The at least one processor may further cause the UE to perform: monitoring whether the performance metric satisfies a preconfigured performance condition; and determining one operation among life cycle management (LCM) operations of the AI/ML model based on a result of the monitoring.

The at least one processor may further cause the UE to perform: determining whether an event occurs based on the result of the monitoring; in response to the event occurring, transmitting an event occurrence report to the base station; and receiving, from the base station, information on the operation of the AI/ML model determined based on the event occurrence report.

The at least one processor may further cause the UE to perform: increasing a count value whenever the performance metric fails to satisfy the performance condition for a preset time; and in response to the increased count value being equal to or greater than a preset threshold, determining occurrence of the event.

The at least one processor may further cause the UE to perform: transmitting the performance metric to the base station; and receiving, from the base station, information on the operation of the AI/ML model determined based on the performance metric.

The at least one processor may further cause the UE to perform: assigning a monitoring identifier (ID) to at least one of the performance measurement result, the performance prediction result, or the performance metric; and transmitting the monitoring ID to the base station.

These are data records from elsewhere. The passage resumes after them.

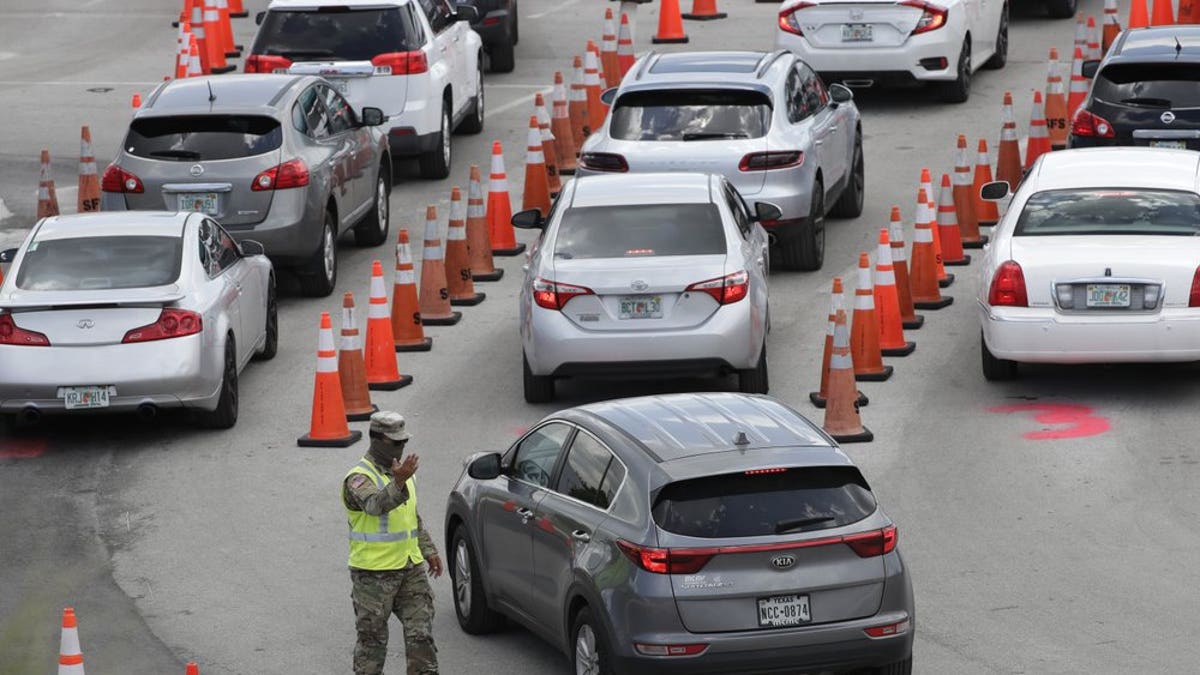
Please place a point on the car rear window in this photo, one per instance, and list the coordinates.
(765, 502)
(90, 263)
(192, 138)
(690, 115)
(336, 34)
(1110, 211)
(1152, 85)
(640, 231)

According to the present disclosure, a UE or a base station in a communication network may determine a performance metric based on a beam performance prediction result output from an AI/ML model, and may determine one of a plurality of detailed operations for lifecycle management of the AI/ML model based on a monitoring result of a change in the performance metric. Accordingly, the UE or the base station can identify the accurate performance of the AI/ML model, thereby improving the operational performance of the AI/ML model, and the communication network can enhance the performance of AI/ML functionality utilizing the AI/ML model.

Exemplary embodiments of the present disclosure are disclosed herein. However, specific structural and functional details disclosed herein are merely representative for purposes of describing embodiments of the present disclosure. Thus, embodiments of the present disclosure may be embodied in many alternate forms and should not be construed as limited to embodiments of the present disclosure set forth herein.

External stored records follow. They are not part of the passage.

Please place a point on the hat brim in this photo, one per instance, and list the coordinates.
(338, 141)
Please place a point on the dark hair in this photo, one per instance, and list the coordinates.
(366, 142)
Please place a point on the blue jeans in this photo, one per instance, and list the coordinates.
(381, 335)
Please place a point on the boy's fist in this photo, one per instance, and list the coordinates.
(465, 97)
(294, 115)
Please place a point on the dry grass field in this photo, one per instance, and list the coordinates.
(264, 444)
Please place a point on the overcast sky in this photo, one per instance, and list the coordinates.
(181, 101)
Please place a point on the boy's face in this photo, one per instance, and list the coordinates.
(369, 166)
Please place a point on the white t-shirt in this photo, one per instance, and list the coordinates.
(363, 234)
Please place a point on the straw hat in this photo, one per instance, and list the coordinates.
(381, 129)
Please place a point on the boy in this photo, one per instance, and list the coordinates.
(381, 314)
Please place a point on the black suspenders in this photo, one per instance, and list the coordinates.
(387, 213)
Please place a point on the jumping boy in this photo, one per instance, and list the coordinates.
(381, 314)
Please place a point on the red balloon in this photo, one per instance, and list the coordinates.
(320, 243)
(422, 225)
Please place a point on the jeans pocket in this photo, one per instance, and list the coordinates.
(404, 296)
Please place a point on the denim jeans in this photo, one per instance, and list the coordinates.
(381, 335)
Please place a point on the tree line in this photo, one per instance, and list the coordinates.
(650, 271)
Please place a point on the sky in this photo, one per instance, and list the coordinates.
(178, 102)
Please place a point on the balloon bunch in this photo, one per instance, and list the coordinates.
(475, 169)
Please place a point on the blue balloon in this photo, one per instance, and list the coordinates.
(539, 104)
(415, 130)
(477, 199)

Accordingly, while the present disclosure is capable of various modifications and alternative forms, specific embodiments thereof are shown by way of example in the drawings and will herein be described in detail. It should be understood, however, that there is no intent to limit the present disclosure to the particular forms disclosed, but on the contrary, the present disclosure is to cover all modifications, equivalents, and alternatives falling within the spirit and scope of the present disclosure. Like numbers refer to like elements throughout the description of the figures.

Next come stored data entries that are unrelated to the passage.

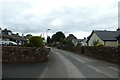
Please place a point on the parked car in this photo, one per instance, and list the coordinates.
(8, 43)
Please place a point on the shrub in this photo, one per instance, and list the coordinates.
(95, 42)
(119, 45)
(36, 41)
(99, 45)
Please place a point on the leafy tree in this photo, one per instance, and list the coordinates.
(58, 36)
(69, 43)
(79, 44)
(48, 40)
(119, 45)
(99, 45)
(36, 41)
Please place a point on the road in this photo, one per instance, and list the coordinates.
(63, 64)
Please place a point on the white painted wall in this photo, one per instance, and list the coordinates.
(111, 43)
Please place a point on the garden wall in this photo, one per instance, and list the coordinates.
(15, 54)
(110, 54)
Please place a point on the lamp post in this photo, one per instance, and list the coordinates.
(47, 32)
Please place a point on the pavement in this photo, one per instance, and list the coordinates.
(63, 64)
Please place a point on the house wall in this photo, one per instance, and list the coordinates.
(93, 38)
(111, 43)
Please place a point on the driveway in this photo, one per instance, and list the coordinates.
(63, 64)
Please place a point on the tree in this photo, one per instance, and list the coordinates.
(36, 41)
(58, 36)
(48, 40)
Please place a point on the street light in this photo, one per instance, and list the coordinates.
(47, 32)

It will be understood that, although the terms first, second, etc. may be used herein to describe various elements, these elements should not be limited by these terms. These terms are only used to distinguish one element from another. For example, a first element could be termed a second element, and, similarly, a second element could be termed a first element, without departing from the scope of the present disclosure. As used herein, the term “and/or” includes any and all combinations of one or more of the associated listed items.

In exemplary embodiments of the present disclosure, “at least one of A and B” may mean “at least one of A or B” or “at least one of combinations of one or more of A and B”. Also, in exemplary embodiments of the present disclosure, “one or more of A and B” may mean “one or more of A or B” or “one or more of combinations of one or more of A and B”.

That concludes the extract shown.